# Is Debt-Heavy Wilmar International Limited’s Cash Machine Fast Enough?

“Cash, though, is to a business as oxygen is to an individual: never thought about when it is present, the only thing in mind when it is absent. When bills come due, only cash is legal tender. Don’t leave home without it.”

— Warren Buffett

As we search for positive signs in a new company, the cash flowing through the firm may be one thing worth looking up. In particular, the cash conversion cycle of a company may be of interest to the Foolish investor.

Turning goods into cash

Simply said, the cash conversion cycle is the number of days it takes for a company to convert cash in the bank to inventory, sell that inventory, and receive the cash from the sale. The shorter the cycle goes, the better.

To learn how to calculate the cash conversion cycle, go here.

Let’s run leading Asian agribusiness group Wilmar International Limited (SGX:F34) through this calculation today. We will be using figures from the firm’s financial year ended 31 December 2014 in this case.

We start with the Days Inventory Outstanding (DIO) metric. DIO is the number of days that it takes for a company to sell its entire inventory. Generally speaking, the lower the number of days, the more effective the company’s inventory management is.

Below is a summary table with all the relevant figures.

Source: Wilmar’s earnings report

Next up, we have the Days Sales Outstanding (DSO) figure. DSO represents the amount of time it takes the company, on average, to receive money after it has sold a good or service. Having a lower DSO usually indicates that a company is good at credit management.

Source: Wilmar’s earnings report

Finally, we come to the Days Payable Outstanding (DPO), which is the number of days it takes a company to pay its suppliers after their products have arrived. In general, having a longer payment term is better for a company.

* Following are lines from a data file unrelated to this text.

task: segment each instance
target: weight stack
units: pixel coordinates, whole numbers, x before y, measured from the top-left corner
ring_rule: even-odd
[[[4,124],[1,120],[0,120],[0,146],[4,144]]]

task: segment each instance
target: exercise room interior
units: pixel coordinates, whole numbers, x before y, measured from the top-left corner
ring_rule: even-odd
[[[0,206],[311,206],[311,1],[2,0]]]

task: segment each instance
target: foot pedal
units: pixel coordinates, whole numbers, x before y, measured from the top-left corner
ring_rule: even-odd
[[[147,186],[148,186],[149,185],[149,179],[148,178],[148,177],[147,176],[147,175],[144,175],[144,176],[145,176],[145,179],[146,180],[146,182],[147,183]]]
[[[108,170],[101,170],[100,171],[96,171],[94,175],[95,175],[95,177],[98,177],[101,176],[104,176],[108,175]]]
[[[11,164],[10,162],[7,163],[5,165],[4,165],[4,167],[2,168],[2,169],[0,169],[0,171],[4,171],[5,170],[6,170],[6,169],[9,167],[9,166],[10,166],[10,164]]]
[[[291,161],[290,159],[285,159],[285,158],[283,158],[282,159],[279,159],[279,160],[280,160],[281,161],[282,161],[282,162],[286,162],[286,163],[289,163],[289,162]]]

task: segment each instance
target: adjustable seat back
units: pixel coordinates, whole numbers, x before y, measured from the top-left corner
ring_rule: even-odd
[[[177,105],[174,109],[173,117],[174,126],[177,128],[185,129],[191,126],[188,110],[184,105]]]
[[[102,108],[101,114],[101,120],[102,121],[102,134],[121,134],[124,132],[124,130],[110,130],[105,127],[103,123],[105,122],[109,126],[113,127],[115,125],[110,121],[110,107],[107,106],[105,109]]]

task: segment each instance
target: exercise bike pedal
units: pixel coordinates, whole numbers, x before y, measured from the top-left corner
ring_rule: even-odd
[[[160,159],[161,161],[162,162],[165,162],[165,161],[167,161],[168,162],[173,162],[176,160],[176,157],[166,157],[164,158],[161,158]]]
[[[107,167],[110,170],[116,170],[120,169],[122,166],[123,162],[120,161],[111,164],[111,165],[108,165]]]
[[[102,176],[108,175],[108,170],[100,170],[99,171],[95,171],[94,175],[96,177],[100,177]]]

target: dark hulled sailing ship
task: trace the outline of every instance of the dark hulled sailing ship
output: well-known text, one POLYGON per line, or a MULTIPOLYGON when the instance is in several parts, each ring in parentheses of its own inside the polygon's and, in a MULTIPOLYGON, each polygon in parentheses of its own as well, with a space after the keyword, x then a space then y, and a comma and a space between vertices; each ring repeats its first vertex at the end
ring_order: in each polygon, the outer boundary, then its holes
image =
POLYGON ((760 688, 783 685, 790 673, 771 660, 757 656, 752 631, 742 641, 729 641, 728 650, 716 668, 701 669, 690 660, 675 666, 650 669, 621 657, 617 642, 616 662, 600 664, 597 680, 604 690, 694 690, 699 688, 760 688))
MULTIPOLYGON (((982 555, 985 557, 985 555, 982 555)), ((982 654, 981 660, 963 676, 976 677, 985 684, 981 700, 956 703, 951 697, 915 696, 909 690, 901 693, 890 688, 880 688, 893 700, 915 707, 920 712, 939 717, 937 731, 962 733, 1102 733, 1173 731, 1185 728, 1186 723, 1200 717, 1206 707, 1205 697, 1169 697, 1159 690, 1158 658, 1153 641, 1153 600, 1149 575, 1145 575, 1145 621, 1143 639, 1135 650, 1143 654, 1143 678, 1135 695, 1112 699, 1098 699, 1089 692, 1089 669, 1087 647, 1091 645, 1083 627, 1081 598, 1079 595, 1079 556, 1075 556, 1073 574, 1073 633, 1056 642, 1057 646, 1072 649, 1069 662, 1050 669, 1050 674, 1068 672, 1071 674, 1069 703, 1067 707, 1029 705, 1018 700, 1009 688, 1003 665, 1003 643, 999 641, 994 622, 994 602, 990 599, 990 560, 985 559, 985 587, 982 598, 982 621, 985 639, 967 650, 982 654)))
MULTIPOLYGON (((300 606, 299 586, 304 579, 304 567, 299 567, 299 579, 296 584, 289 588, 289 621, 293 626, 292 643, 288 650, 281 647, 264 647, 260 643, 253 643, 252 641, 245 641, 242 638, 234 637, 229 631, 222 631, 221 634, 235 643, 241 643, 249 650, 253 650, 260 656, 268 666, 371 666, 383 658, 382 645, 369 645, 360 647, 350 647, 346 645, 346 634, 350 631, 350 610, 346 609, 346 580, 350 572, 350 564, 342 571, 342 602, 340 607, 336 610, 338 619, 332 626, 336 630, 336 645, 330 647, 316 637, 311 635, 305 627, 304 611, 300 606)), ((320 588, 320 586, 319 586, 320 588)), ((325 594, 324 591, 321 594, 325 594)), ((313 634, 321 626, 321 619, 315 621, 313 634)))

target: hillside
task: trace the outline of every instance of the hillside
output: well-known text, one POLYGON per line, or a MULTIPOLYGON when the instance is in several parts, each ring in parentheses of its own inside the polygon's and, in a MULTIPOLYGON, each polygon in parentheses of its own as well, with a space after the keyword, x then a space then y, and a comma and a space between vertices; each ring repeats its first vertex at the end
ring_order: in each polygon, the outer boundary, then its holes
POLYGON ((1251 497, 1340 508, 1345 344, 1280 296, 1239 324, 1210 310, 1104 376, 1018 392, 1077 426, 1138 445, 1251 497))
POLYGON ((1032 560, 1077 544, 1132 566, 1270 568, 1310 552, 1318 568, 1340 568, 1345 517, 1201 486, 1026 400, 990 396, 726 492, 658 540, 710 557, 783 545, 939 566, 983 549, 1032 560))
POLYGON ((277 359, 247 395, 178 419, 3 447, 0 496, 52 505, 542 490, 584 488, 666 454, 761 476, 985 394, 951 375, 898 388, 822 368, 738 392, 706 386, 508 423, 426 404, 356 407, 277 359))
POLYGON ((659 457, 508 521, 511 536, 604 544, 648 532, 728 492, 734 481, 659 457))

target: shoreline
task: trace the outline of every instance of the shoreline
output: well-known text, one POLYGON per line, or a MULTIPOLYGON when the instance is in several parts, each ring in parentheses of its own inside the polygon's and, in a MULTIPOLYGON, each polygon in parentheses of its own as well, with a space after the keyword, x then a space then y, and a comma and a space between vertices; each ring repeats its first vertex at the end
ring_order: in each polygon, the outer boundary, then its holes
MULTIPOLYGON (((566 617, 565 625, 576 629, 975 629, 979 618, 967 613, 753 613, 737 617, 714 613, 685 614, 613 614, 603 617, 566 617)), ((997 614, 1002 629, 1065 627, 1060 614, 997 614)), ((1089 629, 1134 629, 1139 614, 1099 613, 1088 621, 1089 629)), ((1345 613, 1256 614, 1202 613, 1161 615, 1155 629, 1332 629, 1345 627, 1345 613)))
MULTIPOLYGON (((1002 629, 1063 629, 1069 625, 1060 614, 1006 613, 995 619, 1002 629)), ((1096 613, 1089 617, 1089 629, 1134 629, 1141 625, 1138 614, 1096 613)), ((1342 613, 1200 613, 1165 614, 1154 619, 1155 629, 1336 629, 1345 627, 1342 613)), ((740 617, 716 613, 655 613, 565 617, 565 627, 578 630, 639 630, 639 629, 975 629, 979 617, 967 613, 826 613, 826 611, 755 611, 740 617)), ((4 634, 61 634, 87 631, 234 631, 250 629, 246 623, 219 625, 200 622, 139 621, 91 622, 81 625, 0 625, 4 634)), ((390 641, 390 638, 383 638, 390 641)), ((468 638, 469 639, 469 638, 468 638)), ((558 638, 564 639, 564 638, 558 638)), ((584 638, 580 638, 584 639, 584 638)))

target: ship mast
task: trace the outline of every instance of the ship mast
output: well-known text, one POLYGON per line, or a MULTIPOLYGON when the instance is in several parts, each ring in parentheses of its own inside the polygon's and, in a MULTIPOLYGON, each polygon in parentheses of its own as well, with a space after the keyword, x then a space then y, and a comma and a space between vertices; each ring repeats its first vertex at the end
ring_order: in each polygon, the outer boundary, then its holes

Source: Wilmar’s earnings report

Pulling it together

The cash conversion cycle can now be put together by adding the DIO with DSO and subtracting the DPO. Doing so would give Wilmar a cash conversion cycle of 79 days for the financial year ended 31 December 2014 (61 + 34 – 16 = 79).

It’s notable that Wilmar takes more time to collect payment from its customers (34 days) as compared to the time it takes to pay its suppliers (16 days). When you throw in a DIO level of 61 days, this pushes the company towards a cash conversion cycle of 79 days.

In all, the cash conversion cycle of 79 days would mean that Wilmar’s business would require working capital to finance. With its net-debt position at the end of 2014, this adds to the overall level of financial risk that the company may have to face.

Over time, tracking the changes in the cash conversion cycle of a company may help the Foolish investor understand the business changes that the company makes and whether those changes helps bring in the cash faster.

With that, the Foolish investor would be in a better position to decide if Wilmar’s current share price provides an appropriate margin of safety and whether it fits into his or her portfolio.